Palavras-chave: Nomes do pai; angústia; objeto
causa do desejo; perversão.
Abstract: In Seminar
10: the anxiety, Lacan produces a turn in his teaching: the names
of the father becomes plural. In this theoretical essay, the author articulates
that to the concept of object a. She details the evolution in the conception
of the object a first considered as the object aimed by the desire, in
the neurotic fantasy, and later as the object that causes the desire,
which Lacan addresses as perversion as long as that allows him to subvert
the place of the father and his relation to the object.

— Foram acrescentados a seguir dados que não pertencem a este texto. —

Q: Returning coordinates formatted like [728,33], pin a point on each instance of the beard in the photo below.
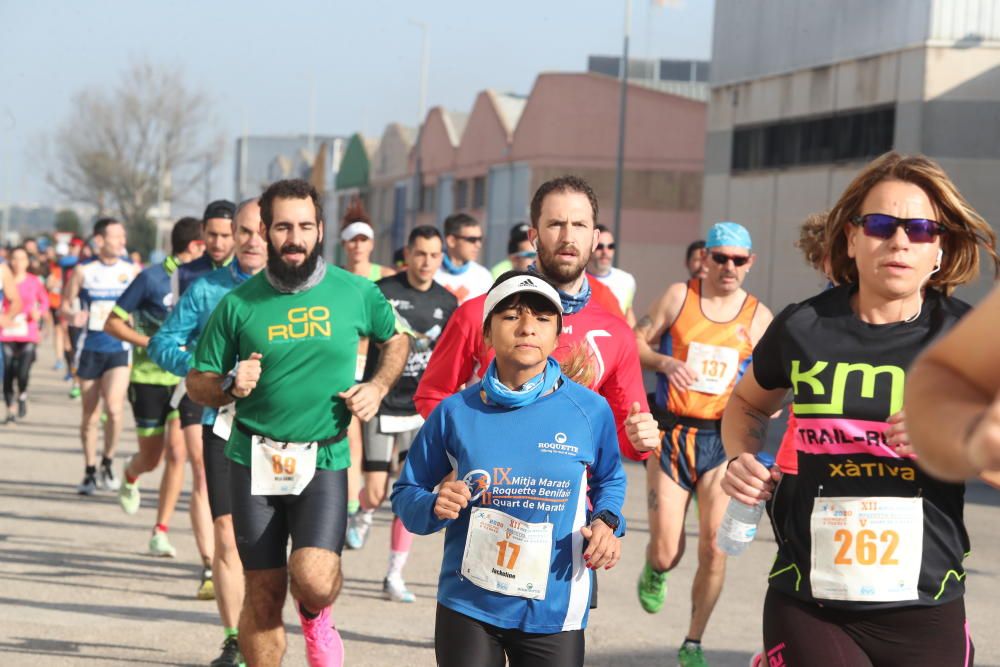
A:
[287,274]
[558,272]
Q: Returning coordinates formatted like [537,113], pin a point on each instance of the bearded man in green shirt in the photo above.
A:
[283,344]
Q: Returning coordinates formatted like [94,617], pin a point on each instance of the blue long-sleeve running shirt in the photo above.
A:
[531,463]
[172,348]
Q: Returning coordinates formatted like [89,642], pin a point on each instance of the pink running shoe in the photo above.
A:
[324,647]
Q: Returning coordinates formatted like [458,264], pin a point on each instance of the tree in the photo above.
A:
[68,221]
[122,149]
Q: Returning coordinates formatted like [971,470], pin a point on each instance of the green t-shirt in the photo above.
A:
[309,347]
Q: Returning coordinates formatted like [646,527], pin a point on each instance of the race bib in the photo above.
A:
[100,311]
[716,367]
[392,424]
[506,555]
[866,549]
[18,328]
[280,468]
[223,425]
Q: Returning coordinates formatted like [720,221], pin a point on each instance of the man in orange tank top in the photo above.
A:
[705,330]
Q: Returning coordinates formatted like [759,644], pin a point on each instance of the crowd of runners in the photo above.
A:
[505,401]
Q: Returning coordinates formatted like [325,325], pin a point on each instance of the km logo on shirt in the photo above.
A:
[302,323]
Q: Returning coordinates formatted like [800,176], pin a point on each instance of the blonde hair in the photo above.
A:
[967,231]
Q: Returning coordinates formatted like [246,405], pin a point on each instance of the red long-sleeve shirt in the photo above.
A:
[460,356]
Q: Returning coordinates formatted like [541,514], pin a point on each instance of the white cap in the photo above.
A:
[522,283]
[358,228]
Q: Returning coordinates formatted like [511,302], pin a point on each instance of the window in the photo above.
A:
[461,194]
[479,192]
[427,199]
[854,135]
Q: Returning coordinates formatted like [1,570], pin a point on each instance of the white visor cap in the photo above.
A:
[357,229]
[522,283]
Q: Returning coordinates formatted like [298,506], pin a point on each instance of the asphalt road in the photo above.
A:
[78,589]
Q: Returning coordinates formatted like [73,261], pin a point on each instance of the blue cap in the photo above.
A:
[765,459]
[728,234]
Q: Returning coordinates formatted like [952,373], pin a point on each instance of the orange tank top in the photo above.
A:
[718,351]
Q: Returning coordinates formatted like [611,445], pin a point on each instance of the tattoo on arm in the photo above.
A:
[757,430]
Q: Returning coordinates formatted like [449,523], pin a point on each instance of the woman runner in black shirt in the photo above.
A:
[870,548]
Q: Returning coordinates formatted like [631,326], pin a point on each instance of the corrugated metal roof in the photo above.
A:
[509,107]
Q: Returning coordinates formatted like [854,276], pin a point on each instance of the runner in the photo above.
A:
[529,446]
[102,362]
[358,241]
[460,273]
[171,348]
[294,390]
[869,565]
[595,336]
[621,283]
[952,399]
[706,329]
[146,303]
[424,308]
[694,260]
[21,336]
[217,233]
[520,251]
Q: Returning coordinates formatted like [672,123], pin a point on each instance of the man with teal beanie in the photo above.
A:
[698,339]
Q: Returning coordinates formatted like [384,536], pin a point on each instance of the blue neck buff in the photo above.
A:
[572,303]
[497,392]
[448,266]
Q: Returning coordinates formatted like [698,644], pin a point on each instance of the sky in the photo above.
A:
[257,61]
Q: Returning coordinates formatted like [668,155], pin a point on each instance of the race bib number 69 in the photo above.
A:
[866,549]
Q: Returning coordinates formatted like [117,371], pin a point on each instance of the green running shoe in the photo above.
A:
[652,589]
[128,497]
[691,655]
[159,545]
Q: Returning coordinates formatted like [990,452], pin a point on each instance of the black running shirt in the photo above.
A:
[847,378]
[424,314]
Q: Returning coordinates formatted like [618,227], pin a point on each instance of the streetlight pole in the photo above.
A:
[620,168]
[421,111]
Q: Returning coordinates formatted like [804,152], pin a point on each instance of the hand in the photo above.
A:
[748,481]
[604,549]
[983,447]
[642,430]
[678,373]
[897,437]
[247,375]
[363,399]
[452,498]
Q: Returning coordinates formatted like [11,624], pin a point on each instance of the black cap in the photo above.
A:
[220,208]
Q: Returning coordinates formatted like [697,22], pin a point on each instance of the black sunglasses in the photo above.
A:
[884,226]
[722,258]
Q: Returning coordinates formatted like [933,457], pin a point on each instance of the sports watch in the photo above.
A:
[609,518]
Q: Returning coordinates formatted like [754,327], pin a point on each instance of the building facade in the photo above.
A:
[804,94]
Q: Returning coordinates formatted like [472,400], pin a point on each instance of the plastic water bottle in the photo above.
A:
[739,526]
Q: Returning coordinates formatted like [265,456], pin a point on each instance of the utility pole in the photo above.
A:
[622,107]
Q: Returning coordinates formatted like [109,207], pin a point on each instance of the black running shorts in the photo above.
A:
[216,473]
[317,517]
[461,641]
[802,633]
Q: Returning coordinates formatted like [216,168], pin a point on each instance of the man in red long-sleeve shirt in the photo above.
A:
[595,338]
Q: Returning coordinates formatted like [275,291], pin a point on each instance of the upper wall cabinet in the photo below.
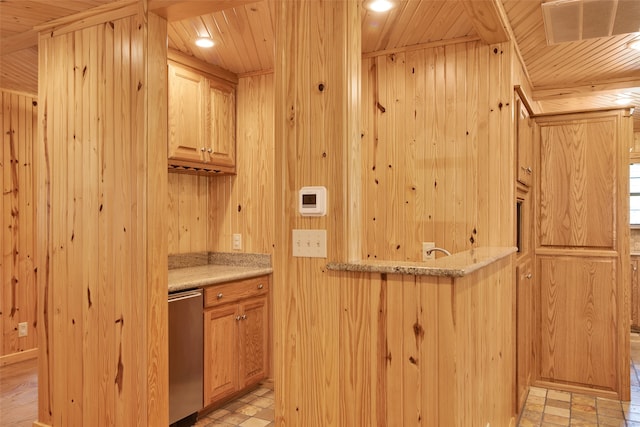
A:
[579,181]
[201,121]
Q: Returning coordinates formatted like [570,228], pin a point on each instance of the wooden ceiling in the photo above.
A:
[570,76]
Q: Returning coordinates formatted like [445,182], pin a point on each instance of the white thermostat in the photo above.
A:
[313,201]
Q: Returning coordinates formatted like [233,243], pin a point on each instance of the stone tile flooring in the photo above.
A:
[555,408]
[255,409]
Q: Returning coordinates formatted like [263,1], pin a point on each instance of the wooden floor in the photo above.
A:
[19,394]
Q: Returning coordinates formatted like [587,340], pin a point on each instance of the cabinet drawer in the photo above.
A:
[233,291]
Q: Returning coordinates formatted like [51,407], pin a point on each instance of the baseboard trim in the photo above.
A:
[20,356]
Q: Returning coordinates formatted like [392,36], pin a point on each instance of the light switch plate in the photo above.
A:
[425,247]
[310,243]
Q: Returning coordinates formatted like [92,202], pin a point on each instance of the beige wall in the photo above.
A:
[204,212]
[436,150]
[18,119]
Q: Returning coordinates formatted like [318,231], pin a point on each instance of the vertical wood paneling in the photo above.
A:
[313,141]
[436,144]
[243,203]
[188,213]
[102,182]
[18,114]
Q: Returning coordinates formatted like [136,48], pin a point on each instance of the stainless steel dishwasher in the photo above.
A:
[185,357]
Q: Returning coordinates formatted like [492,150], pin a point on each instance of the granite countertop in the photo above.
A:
[220,268]
[457,265]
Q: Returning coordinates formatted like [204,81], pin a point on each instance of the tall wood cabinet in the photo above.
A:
[236,343]
[202,113]
[635,293]
[582,252]
[526,285]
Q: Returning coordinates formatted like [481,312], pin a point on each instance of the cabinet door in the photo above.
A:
[186,114]
[254,335]
[221,129]
[578,321]
[220,352]
[525,329]
[524,143]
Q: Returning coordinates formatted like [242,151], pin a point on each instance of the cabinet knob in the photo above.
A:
[527,169]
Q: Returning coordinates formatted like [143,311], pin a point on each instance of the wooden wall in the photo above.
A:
[18,121]
[244,203]
[188,213]
[335,364]
[437,151]
[204,212]
[102,233]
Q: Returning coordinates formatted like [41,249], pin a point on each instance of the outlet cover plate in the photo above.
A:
[425,247]
[309,243]
[237,242]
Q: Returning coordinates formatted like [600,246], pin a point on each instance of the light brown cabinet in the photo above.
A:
[236,337]
[524,143]
[582,252]
[201,121]
[525,329]
[635,293]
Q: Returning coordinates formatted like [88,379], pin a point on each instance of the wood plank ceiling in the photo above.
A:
[578,75]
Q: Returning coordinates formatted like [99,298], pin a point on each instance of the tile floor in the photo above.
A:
[543,408]
[251,410]
[555,408]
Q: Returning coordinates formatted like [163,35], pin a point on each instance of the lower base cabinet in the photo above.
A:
[236,338]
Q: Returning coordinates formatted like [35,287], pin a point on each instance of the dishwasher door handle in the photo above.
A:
[184,295]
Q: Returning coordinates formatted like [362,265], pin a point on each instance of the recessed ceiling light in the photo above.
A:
[204,42]
[379,5]
[624,100]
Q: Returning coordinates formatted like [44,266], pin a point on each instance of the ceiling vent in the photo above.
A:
[572,20]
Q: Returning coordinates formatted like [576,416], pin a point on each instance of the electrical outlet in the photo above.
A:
[310,243]
[425,247]
[237,242]
[23,329]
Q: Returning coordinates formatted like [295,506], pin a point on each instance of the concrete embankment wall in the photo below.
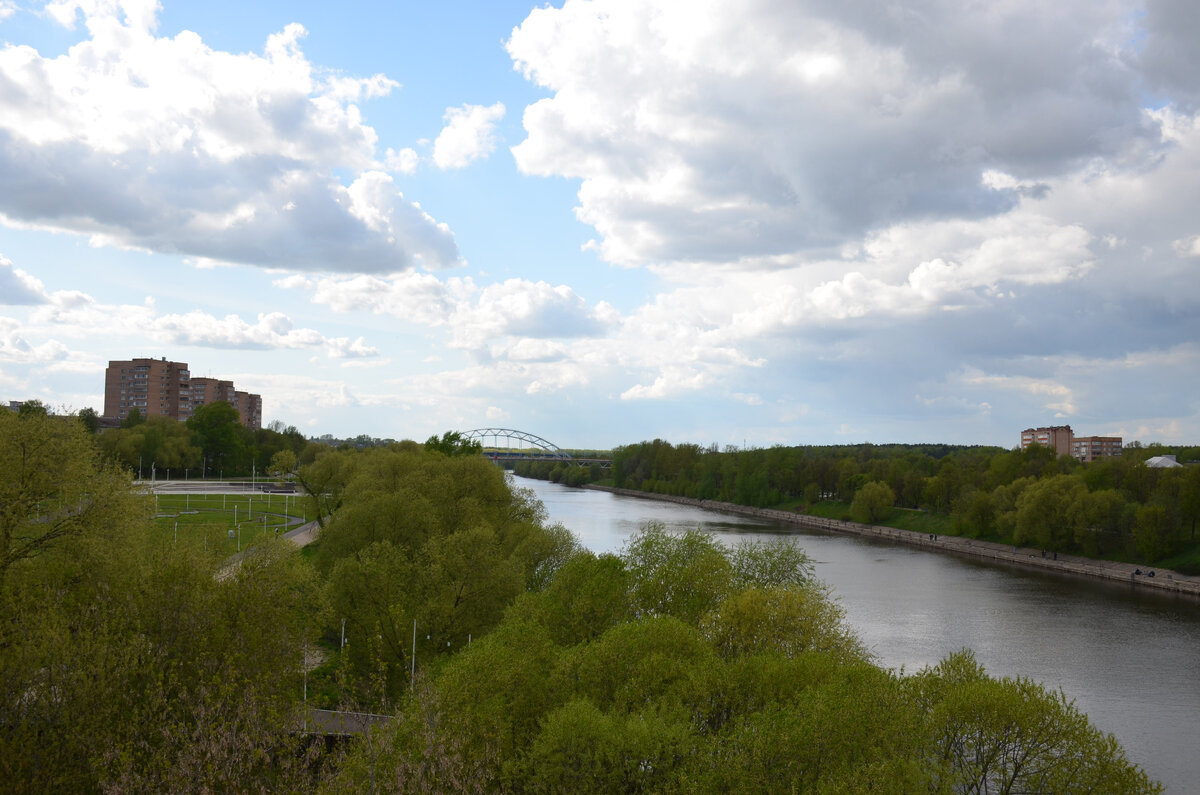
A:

Key words: Names of the father; anxiety; object cause
of the desire; perversion.
Na primeira e única lição do Seminário
Nomes-do-Pai – publicada no ano passado na pequena coleção Os
paradoxos de Lacan, sob os cuidados de J.-Alain Miller – assistimos
a uma virada fundamental no ensino de Lacan, pois é no decorrer dessa
única lição que Jacques Lacan anuncia a passagem do singular do nome do
pai à pluralidade dos nomes do pai. Anuncia que falará dos nomes do pai
e, como vocês podem ler no pequeno opúsculo, ele diz aos seus alunos:
“vocês verão abrir-se, no decorrer deste seminário que se inicia, o que
eu pretendia introduzir como um progresso em uma noção, a noção de nome
do pai, que esbocei desde o terceiro ano do meu Seminário, quando
tratei do caso Schreber e da função do Nome-do-Pai”. A partir do que ele
avançou no Seminário, livro 3: as psicoses sobre a função
do Nome-do-Pai e que formalizou, em seguida, sob a forma da metáfora paterna,
no Seminário, livro 5: as formações do inconsciente, Lacan
se propõe a dar um passo que nada mais é do que a passagem do Nome-do-Pai
único em direção aos nomes do pai múltiplos. Para avançar nesse percurso,
e com o objetivo de assegurar “o passo seguinte”, ele se apóia sobre o
que elaborou, no ano precedente, no Seminário, livro 10: a angústia.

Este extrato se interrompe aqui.